Struggling GNC Seeks to Reinvent Itself as Revenues Plunge
Following a 90-day review of GNC’s business, Interim Chief Executive Robert Moran described “a badly broken business model in need of change."
Amid efforts to reinvent itself, GNC Holdings Inc. (GNC) on Thursday reported plunging revenues in the third quarter and overall disheartening financial results, causing its share price to tumble as analysts cited the competitive pressures facing the retail giant.
Following a 90-day review of the business, Interim Chief Executive Robert Moran described “a badly broken business model in need of change," especially across five areas: the retail customer experience, pricing, GNC’s loyalty program, product innovation and marketing.
“GNC is on a journey and will not be turned around overnight," Moran acknowledged during a third-quarter conference call with analysts, which Seeking Alpha published. “It starts first with fixing the customer in-store experience, which has been subpar for some time. We must first earn back the trust of our customers, suppliers and associates."
GNC, the specialty retailer of vitamins and supplements, reported consolidated revenues of US$628 million, an 8.1 percent decline from the same period in 2015. Domestic retail same-store sales contracted 8.5 percent, or $35.2 million, year over year.
The poor performance in the quarter cascaded throughout the business, with net income ($32.4 million) down nearly 30 percent from the same quarter last year ($45.8 million).
Wall Street reacted harshly to the third-quarter results, punishing the stock price of a company that is reportedly in talks to sell itself, with several Chinese investors among the possible suitors.
The stock (NYSE: GNC) plunged from its $20.14 closing price the day before results were published to close at $15.13 the day of the earnings announcement. The stock price closed Oct. 28 at $13.48, reflecting a 52-week low.
Stephen Tanal of the investment bank Goldman Sachs slashed the firm’s 12-month price target on the stock to $12 from $22. Goldman Sachs has a “neutral" rating on the stock.
Pittsburg-based GNC faces steep competition from various sources, financial analysts said, complicating its efforts to rebound.
In vitamins and dietary supplements, GNC has ranked sixth in the United States in 2016 with 2 percent “value share," according to research from Euromonitor International. GNC holds 4 percent value share in the sports nutrition category, ranking fifth in the category, the market research firm noted in a company profile.

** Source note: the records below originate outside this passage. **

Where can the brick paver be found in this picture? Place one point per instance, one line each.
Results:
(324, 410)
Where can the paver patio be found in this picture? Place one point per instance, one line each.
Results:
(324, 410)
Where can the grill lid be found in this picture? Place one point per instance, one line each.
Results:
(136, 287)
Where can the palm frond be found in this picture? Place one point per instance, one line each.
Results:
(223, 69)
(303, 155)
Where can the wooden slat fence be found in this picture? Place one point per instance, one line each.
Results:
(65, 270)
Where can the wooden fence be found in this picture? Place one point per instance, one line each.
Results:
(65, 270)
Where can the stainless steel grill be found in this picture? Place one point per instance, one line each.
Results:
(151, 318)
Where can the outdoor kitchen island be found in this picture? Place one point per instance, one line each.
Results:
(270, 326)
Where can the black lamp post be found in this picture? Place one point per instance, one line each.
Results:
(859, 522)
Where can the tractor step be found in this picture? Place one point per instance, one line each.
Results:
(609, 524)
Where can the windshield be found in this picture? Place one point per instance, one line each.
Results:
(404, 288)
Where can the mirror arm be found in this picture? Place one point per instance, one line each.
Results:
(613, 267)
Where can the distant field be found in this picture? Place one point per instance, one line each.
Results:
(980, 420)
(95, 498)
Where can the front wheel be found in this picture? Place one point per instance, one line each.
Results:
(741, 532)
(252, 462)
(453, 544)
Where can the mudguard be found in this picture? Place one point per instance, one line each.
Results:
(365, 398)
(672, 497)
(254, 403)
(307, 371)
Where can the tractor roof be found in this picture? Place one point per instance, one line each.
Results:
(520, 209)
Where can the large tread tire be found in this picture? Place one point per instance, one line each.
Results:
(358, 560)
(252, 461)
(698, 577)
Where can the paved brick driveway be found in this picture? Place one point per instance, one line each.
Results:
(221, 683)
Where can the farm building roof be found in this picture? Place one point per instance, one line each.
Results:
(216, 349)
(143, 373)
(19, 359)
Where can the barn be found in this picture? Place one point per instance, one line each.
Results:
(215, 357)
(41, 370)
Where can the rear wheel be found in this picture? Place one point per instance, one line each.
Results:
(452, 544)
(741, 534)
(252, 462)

“We believe competitive pressure from the mass channel and online remains intense, and could prove insurmountable if GNC is unable to bridge its shortcoming in convenience or sufficiently differentiate its in-store experience or product offering, even if its prices match the competition," Goldman Sachs’ Tanal wrote in Oct. 28 equity research.
“Mass retailers that have pushed into this category are simply more convenient, and already part of consumers' regular shopping habits," the analyst added.
GNC has made a number of moves to transform its business, though some of the decisions have temporarily hurt the company.
· In the third quarter, the retailer aligned its dotcom and store pricing and jettisoned bulk sales. Moran described the changes as “the right thing for the brand in the business," but he said they caused GNC.com same-store sales to plummet more than 30 percent.
· GNC has appointed an executive (Jay Kent) to the newly created position of chief supply chain officer to assist with efforts to bolster its inventory. Moran noted too many stores are out of stock with products.
· The company will roll out tablets and Wi-Fi for its associates to better meet customers’ needs.
· GNC is adopting a new loyalty program (myGNC Rewards) in response to concerns that the Gold Card program is ineffective. The Gold Card Program was “outdated" and featured a pricing strategy that confused customers, Moran said in the call with analysts, and it failed to “drive the customer behaviors we wanted."
· Six weeks ago, GNC introduced a pilot program in seven markets to test a single-tier pricing strategy, according to Deutsche Bank Securities.
Research analyst Shane Higgins of Deutsche Bank Securities said GNC plans to unveil new pricing and its loyalty program by the end of 2016.
“We applaud GNC for taking decisive action to improve the trajectory of the business," Higgins said in an Oct. 27 research note, which rated the stock a “hold." “However, we expect the transition to be choppy, with sales and earnings to remain under pressure well into 2017."
GNC captures less than one-third, or 27 percent, of its most loyal customers’ purchases in the category of vitamins, minerals and supplements, according to equity analysts Karen Short and Sean Kras of Barclays, the banking and financial services company.
“As such, the business model may still remain under pressure even with the new pricing and loyalty strategies," the analysts wrote in Oct. 28 equity research.